In 2007, after 19 years of fruitless searching, Li found a new way to channel her grief. She became a volunteer at Baobeihuijia—which means “Baby Come Home” in English—a non-governmental platform dedicated to helping families track down their kidnapped children in China.
Through this work, something remarkable happened. While desperately yearning to find her own son, Li helped 29 other families reunite with their missing children. Each reunion was bittersweet—joy for others mixed with her own continuing anguish.

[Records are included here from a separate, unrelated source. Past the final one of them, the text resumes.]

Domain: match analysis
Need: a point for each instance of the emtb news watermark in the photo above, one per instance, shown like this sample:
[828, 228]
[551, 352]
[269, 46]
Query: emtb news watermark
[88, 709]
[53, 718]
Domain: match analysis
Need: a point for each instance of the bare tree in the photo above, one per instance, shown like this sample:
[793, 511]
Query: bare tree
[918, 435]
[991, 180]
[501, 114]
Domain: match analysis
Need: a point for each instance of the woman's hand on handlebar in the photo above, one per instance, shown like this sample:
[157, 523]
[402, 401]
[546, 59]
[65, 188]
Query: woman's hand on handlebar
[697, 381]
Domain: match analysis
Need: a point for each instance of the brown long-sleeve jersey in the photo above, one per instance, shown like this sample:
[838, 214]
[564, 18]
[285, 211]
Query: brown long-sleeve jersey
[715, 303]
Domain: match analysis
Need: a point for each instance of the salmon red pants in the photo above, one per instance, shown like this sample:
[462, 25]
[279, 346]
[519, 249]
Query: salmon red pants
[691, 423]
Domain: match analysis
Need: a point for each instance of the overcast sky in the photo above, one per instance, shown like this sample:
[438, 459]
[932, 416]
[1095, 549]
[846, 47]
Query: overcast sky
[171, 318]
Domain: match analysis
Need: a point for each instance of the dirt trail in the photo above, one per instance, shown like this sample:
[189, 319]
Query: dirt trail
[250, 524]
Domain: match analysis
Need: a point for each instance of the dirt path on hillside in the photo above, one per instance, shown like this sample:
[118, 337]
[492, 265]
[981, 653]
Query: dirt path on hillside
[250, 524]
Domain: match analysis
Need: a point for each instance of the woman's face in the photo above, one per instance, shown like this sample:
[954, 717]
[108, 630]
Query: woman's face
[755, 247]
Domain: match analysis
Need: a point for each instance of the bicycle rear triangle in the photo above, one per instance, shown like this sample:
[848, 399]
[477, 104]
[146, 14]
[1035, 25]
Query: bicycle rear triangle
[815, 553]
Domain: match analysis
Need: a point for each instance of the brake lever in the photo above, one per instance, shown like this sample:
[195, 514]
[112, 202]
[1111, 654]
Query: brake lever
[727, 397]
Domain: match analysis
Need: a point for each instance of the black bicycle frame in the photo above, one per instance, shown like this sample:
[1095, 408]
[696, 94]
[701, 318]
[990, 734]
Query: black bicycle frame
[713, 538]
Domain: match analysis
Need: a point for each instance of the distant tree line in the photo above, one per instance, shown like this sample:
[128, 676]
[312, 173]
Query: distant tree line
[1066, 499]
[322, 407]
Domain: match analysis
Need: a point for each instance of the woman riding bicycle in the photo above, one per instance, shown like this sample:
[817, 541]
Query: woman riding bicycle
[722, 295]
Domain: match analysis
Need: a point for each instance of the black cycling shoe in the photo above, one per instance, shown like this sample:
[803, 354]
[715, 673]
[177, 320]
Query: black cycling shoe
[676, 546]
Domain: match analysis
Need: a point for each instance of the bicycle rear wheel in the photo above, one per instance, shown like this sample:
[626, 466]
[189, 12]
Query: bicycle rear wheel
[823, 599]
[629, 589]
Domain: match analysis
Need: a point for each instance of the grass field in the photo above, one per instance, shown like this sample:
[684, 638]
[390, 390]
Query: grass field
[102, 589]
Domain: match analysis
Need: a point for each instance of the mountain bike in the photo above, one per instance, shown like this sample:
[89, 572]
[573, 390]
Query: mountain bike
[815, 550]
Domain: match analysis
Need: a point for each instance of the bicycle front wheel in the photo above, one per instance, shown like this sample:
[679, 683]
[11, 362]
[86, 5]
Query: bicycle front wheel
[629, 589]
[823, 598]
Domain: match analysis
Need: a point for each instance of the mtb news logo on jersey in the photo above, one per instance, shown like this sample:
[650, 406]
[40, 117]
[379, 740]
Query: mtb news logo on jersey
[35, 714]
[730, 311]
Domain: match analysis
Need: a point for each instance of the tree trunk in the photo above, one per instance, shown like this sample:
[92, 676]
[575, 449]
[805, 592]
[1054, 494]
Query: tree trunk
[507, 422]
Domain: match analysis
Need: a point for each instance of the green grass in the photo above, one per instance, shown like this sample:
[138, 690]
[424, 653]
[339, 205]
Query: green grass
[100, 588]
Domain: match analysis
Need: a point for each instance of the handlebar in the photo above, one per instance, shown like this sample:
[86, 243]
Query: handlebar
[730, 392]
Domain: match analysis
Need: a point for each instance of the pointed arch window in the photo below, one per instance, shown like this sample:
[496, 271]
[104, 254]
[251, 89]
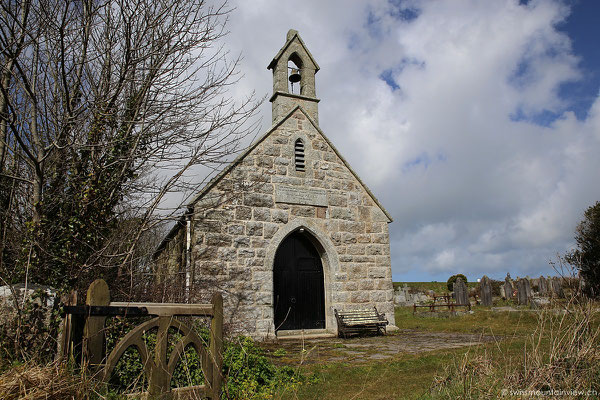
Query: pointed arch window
[299, 161]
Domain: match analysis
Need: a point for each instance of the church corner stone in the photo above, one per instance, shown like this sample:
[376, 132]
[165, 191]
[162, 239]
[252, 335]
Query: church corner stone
[234, 242]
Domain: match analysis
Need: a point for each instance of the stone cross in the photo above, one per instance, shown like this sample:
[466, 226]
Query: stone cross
[508, 289]
[460, 292]
[522, 291]
[485, 291]
[542, 286]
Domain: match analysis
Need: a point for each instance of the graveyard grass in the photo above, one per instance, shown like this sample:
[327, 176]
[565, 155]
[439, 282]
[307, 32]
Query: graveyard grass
[413, 376]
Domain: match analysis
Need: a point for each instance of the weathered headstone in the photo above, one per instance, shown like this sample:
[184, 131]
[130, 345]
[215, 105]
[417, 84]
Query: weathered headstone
[557, 290]
[461, 295]
[98, 295]
[522, 291]
[528, 287]
[542, 286]
[485, 291]
[508, 288]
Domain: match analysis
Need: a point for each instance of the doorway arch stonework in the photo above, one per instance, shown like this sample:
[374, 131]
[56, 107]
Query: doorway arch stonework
[329, 260]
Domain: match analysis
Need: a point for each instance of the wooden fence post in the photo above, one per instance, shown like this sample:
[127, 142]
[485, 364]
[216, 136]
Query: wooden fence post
[66, 328]
[97, 295]
[216, 345]
[160, 379]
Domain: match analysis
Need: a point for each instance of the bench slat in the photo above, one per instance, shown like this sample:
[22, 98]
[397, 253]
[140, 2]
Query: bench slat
[356, 321]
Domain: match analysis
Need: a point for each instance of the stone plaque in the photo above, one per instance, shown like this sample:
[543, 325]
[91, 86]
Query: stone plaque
[300, 195]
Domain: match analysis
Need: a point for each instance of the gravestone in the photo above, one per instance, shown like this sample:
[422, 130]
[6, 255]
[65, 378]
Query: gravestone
[528, 287]
[461, 295]
[522, 291]
[485, 291]
[542, 286]
[557, 290]
[508, 288]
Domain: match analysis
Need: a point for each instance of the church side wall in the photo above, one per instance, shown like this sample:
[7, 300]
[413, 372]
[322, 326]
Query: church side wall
[236, 220]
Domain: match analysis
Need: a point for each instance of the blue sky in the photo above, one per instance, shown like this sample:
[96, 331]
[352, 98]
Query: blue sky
[475, 123]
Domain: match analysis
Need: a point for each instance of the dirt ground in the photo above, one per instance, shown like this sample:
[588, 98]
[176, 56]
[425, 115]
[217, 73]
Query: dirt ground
[361, 349]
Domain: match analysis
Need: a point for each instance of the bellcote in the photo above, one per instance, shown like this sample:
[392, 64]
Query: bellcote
[294, 56]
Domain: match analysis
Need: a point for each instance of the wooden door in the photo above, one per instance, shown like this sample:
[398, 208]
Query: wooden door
[298, 285]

“They have the shadow of my son in my eyes,” Li once explained, her words capturing the profound connection she felt with every missing child. “By helping them reunite, I just want to retrieve the feeling of being a mother.”
Her selfless dedication did not go unnoticed. Li’s story became legendary across China, inspiring countless others and putting a human face on the country’s child trafficking crisis.
In 2009, China launched a nationwide campaign to crack down on human trafficking, establishing a national anti-trafficking task force and creating a comprehensive DNA database. Among these efforts, authorities took an unprecedented step: they designated a special team specifically to search for Li’s long-lost son.
The team made a promise that would prove prophetic: they vowed to go all out in searching and investigating the case until mother and child were reunited.
For over a decade, that team continued to work, following leads, running DNA comparisons, and never giving up on the case that had captured the nation’s heart.
In late April 2020, after 32 years of searching, the breakthrough finally came. Police discovered a crucial clue: a childless couple in Sichuan Province had adopted a boy from Xi’an decades earlier, paying a trafficker 6,000 yuan (approximately $846) for the child
The pieces suddenly fell into place. Authorities quickly located the adoptee—a 34-year-old interior designer named Gu—and collected DNA samples. When the results came back, they confirmed what everyone hoped but hardly dared believe: this was Mao Yin, the little boy Li had been searching for since 1988.
On Mother’s Day 2020, police delivered the news Li had been waiting three decades to hear: her son had been found.

The reunion that followed was arranged with all the ceremony such a moment deserved. In front of television cameras and a crowd of well-wishers, Mao—who had lived his entire adult life as Gu Ningning—waited nervously in a side room.
When the door opened, he ran straight to his mother in a moment that would be replayed across China for weeks. The family embraced and wept together as the nation watched, witnessing the raw power of a mother’s love that had refused to die.
“I would like to thank the tens of thousands of people who helped us,” Li said through her tears. “I cannot believe that after helping 29 missing children find their families, I can find my own son.”

Li Jingzhi’s 32-year search did more than reunite one family—it transformed how China approaches cases of missing children. Her relentless advocacy helped establish better systems, raised public awareness, and proved that some stories are too important to forget.
Today, Mao is processing the revelation that has turned his life upside down. “To be honest, I am not quite sure about the future yet,” he admits. However, one thing is sure: he is no longer lost.
In a world that often feels disconnected and cynical, Li Jingzhi’s story reminds us that love—honest, determined, never-give-up love—can literally move mountains. Alternatively, in this case, move an entire nation to help bring one little boy home.